Porque, a pesar de haber viajado incansablemente por cuatro continentes, no ha logrado olvidar esos remotos, pero entrañables comienzos en Puno, cuna de la civilización incaica de cuyos cerros aparecieron los fundadores del imperio incaico, según la imaginería popular. En esa agreste provincia insurgió un grupo de artistas rebeldes que a comienzos del siglo pasado se reunió en el grupo Orkopata. En Puno, además, nacieron el fotógrafo Martín Chambi, un pariente indígena que logró retratar el paisaje humano y telúrico con una delicadeza inverosímil y Carlos Oquendo y Amat, un poeta de sensibilidad exquisita y de espíritu aventurero que murió tuberculoso mientras la Guerra Civil Española estallaba con todo su fragor homicida.
Ernesto Apomayta nació en medio de esa rica tradición, por eso en su trayectoria se combinan la rebeldía frente al destino, la fina sensibilidad, la casi infinita paciencia, así como su arraigo esencial con la cultura precolombina. No hay en su filosofía artística, sin embargo, una visión cerrada y provincial; por el contrario en sus obras ha buscado alimentarse de las tradiciones esenciales: el arte prehispánico, el milenario de la china, de la cultura maya y azteca, últimamente, de los indios norteamericanos.

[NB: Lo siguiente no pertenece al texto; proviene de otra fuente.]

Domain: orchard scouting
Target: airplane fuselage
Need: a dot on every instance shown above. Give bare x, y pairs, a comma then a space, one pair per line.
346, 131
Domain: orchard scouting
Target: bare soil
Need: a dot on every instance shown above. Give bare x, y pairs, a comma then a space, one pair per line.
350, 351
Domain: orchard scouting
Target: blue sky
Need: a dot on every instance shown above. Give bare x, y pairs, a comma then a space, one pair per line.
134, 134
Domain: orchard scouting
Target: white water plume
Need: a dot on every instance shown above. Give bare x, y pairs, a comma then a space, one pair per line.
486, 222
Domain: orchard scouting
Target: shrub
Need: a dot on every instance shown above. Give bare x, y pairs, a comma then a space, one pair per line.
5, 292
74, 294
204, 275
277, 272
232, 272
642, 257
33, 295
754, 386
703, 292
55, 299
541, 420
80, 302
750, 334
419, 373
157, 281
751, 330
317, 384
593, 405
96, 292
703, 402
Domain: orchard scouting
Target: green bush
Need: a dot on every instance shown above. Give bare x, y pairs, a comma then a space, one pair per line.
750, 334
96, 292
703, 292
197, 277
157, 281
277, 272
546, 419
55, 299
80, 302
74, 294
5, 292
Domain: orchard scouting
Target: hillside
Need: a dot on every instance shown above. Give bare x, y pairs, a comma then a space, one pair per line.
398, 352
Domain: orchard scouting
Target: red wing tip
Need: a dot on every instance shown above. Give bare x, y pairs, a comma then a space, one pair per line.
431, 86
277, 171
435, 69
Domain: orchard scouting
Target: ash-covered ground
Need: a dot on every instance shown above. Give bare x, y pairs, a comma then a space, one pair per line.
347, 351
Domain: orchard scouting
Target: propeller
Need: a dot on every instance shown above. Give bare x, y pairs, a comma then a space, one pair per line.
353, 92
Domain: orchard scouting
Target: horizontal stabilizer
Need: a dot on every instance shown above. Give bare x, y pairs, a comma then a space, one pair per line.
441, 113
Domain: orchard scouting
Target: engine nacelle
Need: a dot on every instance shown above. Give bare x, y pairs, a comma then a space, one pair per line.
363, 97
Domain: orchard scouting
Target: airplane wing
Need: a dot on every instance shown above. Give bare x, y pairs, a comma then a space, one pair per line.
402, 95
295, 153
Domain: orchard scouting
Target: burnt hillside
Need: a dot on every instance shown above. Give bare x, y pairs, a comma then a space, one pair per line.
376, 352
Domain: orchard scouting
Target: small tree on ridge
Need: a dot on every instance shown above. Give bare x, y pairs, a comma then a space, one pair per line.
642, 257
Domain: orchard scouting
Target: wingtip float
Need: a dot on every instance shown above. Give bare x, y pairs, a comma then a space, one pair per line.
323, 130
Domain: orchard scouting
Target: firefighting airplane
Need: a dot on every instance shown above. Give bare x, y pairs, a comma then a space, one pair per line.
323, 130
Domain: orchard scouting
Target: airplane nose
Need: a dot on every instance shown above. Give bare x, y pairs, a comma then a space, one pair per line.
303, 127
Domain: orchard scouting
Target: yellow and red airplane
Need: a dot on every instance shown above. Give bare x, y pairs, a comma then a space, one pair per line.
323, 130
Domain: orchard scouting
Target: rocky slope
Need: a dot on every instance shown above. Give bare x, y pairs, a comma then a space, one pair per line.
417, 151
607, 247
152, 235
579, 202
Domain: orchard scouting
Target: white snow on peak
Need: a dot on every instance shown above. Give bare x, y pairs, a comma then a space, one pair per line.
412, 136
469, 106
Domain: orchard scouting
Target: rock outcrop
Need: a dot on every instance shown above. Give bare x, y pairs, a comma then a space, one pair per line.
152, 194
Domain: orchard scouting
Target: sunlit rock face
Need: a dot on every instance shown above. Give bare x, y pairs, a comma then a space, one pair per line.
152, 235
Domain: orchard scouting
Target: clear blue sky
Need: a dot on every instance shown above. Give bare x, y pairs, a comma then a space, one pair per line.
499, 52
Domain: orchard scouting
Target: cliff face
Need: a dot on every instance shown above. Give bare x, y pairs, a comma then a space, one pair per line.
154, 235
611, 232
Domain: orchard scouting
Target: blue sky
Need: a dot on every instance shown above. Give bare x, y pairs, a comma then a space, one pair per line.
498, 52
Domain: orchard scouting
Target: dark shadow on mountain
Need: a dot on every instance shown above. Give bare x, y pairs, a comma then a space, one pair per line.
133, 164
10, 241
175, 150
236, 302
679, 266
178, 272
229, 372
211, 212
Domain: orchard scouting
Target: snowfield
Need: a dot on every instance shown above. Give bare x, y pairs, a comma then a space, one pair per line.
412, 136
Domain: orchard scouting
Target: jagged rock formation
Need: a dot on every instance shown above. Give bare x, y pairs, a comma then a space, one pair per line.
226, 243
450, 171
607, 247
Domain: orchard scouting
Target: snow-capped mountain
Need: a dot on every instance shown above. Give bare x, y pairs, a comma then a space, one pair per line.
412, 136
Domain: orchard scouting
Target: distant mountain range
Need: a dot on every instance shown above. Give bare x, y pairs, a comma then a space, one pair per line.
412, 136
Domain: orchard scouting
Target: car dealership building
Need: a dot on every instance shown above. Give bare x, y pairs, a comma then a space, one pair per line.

Todas estas influencias las ha sabido asimilar a lo largo de su agitada trayectoria de 34 años dedicados a la pintura y a recorrer paisajes de Asia, Oceanía, Europa y América. Ahora, radicado en la ciudad de Bountiful, Utah, donde ha logrado construir un hogar para sus obras que es un centro del arte universal, para todos los poseídos por la pasión artística, recuerda su primera exposición pictórica en su ciudad natal en aquel ya lejano 1974.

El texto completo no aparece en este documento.